Algorithm 1: An algorithm for finding unstable limit cycles.

Step 1. Determine the equilibrium points $Q_{0} (x_{0}, y_{0})$ and $Q_{2}$ of the system.
Step 2. Disturb the coordinate component $y_{0}$ of $Q_{0}$ with a smaller perturbation $ε_{0}$ , while $x_{0}$ is fixed, so that the system state originating from $A_{0} (x_{0}, a_{0})$ moves towards $Q_{0}$ , where $a_{0} = y_{0} + ε_{0}$ .
Step 3. Trigger a larger perturbation $δ_{0}$ to $y_{0}$ , so that the system state starting from $B_{0} (x_{0}, b_{0})$ tends to $Q_{2}$ , where $b_{0} = y_{0} + δ_{0}$ .
Step 4. Select the initial condition as the midpoint $C_{0}$ $(x_{0}, \frac{a_{0} + b_{0}}{2})$ between $A_{0}$ and $B_{0}$ , if an unstable limit cycle emerges, the process terminates; if not, the system state converges to $Q_{0}$ .
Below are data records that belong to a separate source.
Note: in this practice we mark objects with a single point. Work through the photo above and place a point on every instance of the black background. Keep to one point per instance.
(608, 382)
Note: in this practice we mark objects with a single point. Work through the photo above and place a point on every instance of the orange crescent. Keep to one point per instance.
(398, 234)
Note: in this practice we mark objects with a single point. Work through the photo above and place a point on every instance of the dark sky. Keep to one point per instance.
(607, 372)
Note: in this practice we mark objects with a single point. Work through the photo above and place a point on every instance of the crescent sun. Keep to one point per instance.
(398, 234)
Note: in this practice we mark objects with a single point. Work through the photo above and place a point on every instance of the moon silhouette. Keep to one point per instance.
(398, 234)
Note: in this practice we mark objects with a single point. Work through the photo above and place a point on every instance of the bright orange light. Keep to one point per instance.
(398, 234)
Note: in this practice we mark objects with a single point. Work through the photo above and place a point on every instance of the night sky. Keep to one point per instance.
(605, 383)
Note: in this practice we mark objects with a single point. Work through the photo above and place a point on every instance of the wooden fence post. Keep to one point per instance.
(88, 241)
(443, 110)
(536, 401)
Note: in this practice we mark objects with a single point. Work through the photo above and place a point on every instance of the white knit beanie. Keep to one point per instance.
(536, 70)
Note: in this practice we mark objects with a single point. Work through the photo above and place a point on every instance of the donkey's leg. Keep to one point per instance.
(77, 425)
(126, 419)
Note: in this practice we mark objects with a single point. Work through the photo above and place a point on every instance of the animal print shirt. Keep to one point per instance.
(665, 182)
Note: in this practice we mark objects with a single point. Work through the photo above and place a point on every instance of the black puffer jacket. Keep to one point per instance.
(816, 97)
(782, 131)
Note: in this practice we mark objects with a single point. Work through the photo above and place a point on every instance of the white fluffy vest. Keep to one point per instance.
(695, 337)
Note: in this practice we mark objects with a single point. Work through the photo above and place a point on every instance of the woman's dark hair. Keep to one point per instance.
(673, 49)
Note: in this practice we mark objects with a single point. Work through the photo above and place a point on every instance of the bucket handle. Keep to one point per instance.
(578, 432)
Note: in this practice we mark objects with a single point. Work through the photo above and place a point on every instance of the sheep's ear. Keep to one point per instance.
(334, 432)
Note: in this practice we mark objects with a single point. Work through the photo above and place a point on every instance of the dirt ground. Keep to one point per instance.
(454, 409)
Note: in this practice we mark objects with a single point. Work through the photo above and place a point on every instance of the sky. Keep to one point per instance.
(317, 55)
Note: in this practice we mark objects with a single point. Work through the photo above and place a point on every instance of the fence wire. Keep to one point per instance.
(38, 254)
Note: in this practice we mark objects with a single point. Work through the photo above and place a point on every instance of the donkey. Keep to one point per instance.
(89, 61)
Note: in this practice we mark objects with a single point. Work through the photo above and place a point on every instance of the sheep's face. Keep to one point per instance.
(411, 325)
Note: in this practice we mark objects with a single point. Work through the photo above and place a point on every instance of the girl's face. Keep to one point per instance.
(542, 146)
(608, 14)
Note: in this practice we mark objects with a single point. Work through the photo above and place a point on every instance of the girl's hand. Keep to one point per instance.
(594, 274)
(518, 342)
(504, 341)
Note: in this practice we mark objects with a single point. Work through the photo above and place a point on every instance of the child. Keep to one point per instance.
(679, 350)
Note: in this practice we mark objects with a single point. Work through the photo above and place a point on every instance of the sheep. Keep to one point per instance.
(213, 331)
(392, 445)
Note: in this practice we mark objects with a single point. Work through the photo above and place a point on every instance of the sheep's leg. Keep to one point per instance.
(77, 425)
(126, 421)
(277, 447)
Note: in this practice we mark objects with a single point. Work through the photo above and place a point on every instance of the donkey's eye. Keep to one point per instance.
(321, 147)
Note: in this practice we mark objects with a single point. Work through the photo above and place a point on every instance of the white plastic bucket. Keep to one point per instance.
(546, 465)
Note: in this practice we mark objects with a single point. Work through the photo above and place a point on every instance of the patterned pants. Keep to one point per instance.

Step 5. Mark $C_{0}$ as $A_{1} (x_{0}, a_{1})$ and mark $B_{0}$ as $B_{1}$ $(x_{0}, b_{1})$ , where $a_{1} = \frac{a_{0} + b_{0}}{2}$ and $b_{1} = b_{0}$ . Then, select the initial condition as the midpoint $C_{1} (x_{0}, \frac{a_{1} + b_{1}}{2})$ between $A_{1}$ And $B_{1}$ . If an unstable limit cycle emerges, the process terminates; if not, the process continues, with $A_{2}$ And $B_{2}$ , $A_{3}$ And $B_{3}$ , …, until an unstable limit cycle emerges.